それらの異なる実践は、自転車という媒介=形式=物質という場によって交錯する。しかし(1)は、スケートが出来るとかサーフィンが出来るとかいう別種の運動技能に発展するかもしれず、(2)は、ジャイロスコープをつくるとか彫刻をつくるとかの別の制作に発展するかもしれず、(3)は大砲の軌道の計算や天体の観測などに発展するかもしれないという、別々の流れのなかにある。
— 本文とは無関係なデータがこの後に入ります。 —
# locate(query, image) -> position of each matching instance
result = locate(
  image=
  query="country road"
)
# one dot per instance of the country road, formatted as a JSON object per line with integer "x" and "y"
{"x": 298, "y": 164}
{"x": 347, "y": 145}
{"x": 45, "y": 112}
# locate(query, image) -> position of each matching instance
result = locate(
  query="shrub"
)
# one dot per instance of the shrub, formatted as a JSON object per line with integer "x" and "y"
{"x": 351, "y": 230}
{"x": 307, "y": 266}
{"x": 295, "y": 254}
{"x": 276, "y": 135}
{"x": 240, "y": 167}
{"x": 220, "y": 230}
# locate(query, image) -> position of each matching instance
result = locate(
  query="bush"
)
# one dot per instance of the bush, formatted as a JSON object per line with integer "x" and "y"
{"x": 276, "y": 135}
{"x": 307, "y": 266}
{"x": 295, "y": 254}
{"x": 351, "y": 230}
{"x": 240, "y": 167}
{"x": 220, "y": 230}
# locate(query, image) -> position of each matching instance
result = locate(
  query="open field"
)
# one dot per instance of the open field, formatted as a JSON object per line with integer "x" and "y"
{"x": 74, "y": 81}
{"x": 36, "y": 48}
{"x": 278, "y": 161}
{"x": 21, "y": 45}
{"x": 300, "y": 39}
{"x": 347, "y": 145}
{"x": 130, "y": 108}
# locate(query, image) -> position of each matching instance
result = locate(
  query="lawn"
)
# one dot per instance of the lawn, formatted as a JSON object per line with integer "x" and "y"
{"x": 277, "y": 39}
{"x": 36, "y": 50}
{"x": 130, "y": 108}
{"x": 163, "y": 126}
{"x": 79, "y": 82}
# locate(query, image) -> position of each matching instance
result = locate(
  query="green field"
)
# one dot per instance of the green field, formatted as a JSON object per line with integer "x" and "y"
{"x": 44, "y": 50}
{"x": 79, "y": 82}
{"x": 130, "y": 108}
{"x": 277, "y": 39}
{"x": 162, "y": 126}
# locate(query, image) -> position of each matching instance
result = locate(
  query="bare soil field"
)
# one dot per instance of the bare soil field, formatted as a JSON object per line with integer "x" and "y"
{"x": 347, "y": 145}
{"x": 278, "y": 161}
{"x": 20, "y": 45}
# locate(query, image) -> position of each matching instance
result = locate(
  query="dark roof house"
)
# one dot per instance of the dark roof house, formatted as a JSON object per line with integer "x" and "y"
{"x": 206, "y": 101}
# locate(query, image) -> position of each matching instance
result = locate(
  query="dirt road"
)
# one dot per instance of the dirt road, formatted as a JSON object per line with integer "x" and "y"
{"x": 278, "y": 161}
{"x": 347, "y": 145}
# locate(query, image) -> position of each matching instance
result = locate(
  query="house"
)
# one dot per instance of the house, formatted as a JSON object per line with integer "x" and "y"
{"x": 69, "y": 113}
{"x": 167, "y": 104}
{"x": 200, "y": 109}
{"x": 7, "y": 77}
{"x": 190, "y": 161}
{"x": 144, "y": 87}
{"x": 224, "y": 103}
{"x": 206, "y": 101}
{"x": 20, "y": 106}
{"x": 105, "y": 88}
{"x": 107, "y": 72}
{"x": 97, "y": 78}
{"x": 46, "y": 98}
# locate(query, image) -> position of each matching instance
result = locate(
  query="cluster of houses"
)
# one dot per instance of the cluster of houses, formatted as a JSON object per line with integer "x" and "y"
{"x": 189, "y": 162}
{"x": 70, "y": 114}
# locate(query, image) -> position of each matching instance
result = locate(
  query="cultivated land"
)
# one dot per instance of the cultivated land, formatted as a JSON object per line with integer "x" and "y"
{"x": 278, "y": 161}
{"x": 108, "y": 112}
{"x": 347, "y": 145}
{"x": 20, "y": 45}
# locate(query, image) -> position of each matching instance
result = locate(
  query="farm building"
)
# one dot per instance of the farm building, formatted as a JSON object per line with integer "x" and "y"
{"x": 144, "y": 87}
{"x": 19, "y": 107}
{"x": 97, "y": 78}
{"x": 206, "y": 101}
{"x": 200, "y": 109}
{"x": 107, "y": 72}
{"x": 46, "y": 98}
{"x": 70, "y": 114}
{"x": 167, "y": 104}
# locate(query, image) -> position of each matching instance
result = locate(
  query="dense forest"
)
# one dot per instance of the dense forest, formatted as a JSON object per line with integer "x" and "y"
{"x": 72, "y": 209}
これをただ、自転車というフレームだけに限って縦割り的に切り取って他へのひろがりをみないと、あたかも、(3)が(1)のメタ的説明であるかのように(階層構造であるかのように)感じられてしまう。(3)が(1)の上位にあってそれを包摂するかのように、または逆に、(1)こそが実質であり(3)は口先だけの話みたいに、感じられてしまう。そうではなく、もともと別の流れにある別の実践が、「自転車」というメディア(媒介=形式=物質)によって例外的に結びついたと考えた方がいいと追う。
●前までのところと、言っていることの次元が少しずれるけど、ジャンルというのはしばしば、「自転車というフレームに限った見方」として縦割り的に機能する(メディウムスペシフィック的な「メディウム」とは実はこのようなことではないか)。あるいは、文脈という時、(1)から(3)の流れの方だけを想定してしまう。だけど、自転車という媒介=形式=物質は、フレームと流れの両方が重なってできている。フレームは、出来事的、偶発的、歴史的なものとして、複数の流れが束になることで、ある種の創発のようにして生まれる。流れは、それぞれ個別にあってそれ自体として自律し連続する、必然的、発展的、進展的な展開の連鎖や分岐としてあるだろう。
どんなフレームにも複数の流れが流れ込んでいるし、どんな流れにも複数のフレームが重なり合っている。そのどちらか一方を実体のように固定してしまうと、いろんなことが硬直化すると思うし、なにより、窮屈で退屈になる。